Thematically too, it remains resonant. The technophobia it elicits (ironic considering Cameron’s real-life embrace of all that is new-fangled and gadgety), is manifested in the macro narrative of the killing machine, but also in the small details, like how it’s Ginger’s walkman that distracts her from the carnage happening in the bedroom, or that it’s an answering machine that betrays Sarah’s whereabouts or that the digger that Reese watches idly while waiting in the car triggers a flashback to the future and to the ruined landscape of skulls being crushed beneath the treads of massive tanks. And it’s a paranoia that if anything has grown in the intervening decades as we knit the machines we create and nominally control ever closer into our lives. The gloomier among us, in fact, could suggest that we don’t have to worry about humanity’s coming obliteration at the hands of sentient machines: it’s already kind of happening and we’re going along with it.

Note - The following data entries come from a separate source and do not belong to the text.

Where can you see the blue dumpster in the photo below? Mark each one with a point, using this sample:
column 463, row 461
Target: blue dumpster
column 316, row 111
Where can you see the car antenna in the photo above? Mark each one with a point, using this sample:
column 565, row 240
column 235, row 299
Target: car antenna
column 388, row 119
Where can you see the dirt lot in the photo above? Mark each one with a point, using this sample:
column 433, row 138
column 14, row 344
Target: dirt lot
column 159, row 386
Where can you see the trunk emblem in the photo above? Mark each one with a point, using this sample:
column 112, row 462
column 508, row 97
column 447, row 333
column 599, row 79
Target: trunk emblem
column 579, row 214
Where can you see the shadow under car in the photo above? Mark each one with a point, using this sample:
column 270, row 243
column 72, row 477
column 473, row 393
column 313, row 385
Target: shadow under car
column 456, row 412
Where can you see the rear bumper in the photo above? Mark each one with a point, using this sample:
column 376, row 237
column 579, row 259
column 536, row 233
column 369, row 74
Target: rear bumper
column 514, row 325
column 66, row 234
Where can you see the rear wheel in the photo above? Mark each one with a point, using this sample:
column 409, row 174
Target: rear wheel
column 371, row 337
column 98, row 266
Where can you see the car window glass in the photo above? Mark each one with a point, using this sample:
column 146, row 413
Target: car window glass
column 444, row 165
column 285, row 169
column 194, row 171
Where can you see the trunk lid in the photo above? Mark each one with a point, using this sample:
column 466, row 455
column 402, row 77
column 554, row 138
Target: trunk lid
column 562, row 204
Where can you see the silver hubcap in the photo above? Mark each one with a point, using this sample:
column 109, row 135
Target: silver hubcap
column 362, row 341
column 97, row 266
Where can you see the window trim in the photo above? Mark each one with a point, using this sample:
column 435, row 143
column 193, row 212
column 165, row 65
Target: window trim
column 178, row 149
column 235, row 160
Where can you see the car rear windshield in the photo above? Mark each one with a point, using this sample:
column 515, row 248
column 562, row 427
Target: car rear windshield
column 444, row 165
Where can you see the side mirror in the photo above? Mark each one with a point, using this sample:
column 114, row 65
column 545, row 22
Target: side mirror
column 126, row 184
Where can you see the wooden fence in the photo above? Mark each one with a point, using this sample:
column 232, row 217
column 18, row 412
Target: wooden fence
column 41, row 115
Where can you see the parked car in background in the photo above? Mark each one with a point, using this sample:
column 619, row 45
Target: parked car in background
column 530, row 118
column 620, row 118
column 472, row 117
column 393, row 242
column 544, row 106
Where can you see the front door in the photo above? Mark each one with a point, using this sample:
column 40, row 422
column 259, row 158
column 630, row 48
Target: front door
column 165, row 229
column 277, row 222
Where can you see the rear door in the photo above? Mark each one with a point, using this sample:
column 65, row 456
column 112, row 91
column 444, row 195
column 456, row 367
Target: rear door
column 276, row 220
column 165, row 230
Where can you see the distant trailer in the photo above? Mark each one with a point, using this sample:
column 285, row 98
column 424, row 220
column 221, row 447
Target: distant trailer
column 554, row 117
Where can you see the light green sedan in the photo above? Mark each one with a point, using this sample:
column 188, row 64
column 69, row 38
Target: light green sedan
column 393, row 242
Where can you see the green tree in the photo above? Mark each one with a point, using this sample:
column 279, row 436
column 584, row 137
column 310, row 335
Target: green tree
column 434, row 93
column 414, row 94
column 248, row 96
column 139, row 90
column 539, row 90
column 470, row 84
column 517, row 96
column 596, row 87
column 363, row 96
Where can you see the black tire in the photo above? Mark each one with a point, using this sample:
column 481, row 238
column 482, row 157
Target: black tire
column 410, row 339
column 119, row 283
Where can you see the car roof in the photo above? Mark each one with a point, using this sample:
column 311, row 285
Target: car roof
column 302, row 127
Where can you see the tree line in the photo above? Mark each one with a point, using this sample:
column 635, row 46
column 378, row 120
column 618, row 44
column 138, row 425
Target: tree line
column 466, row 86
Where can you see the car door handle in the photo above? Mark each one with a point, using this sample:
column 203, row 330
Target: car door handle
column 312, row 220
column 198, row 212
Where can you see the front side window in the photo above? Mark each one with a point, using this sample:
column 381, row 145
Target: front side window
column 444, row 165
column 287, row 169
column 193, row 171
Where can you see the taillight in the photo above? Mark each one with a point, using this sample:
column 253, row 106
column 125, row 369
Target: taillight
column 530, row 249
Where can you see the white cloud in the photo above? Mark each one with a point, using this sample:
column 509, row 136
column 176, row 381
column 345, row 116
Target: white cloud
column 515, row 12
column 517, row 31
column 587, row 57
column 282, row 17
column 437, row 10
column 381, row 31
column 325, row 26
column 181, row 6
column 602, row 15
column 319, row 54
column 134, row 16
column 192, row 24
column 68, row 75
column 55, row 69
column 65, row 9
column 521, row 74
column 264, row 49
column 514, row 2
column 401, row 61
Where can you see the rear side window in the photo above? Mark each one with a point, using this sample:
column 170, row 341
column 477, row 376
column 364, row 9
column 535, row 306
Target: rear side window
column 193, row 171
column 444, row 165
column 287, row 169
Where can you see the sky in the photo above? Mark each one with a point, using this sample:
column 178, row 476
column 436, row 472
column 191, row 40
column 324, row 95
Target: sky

So yes, if you choose to find it, in “The Terminator” there is despair, there is doom and there is death, to be sure. But perhaps what makes it so beloved is that really the main arc, unusually situated in a young woman, is of the painful but irrevocable discovery of inner self-worth and resourcefulness. Reese dies for her; but it is up to Sarah ultimately to save herself, her unborn child and therefore the future of humankind. And that’s the ridiculous truth of movie storytelling that Cameron has leveraged time and again, and did so for the first time here: let the personal play out against as enormous a backdrop as you like — an apocalypse, a planetary invasion, the sinking of the biggest ship ever built — and we as viewers will invest all the drama of a crumbling civilization into one person’s survival, or one person’s vanquishing of their personal demons. “The Terminator,” on a shoestring budget with a B-level cast, created a franchise, launched the King of the World TM, gave birth to one of the most recognizably iconic of movie characters, and instantly became part of the pop culture vernacular. But it is also simply one of the best stories James Cameron ever told, a pared back, tense, impossibly engaging, swift-moving, time-hopping movie of ideas that, with its dodgy hairstyles, sci-fi paradoxes and cronky effects, yet also its undiminished dynamism and internal kinetic energy, feels like it was beamed here intact from thirty years ago, ever ready to thrill us all over again. The obvious concluding quote here should of course be some reference to “I’ll be back,” but the thing is, “The Terminator” never really went away.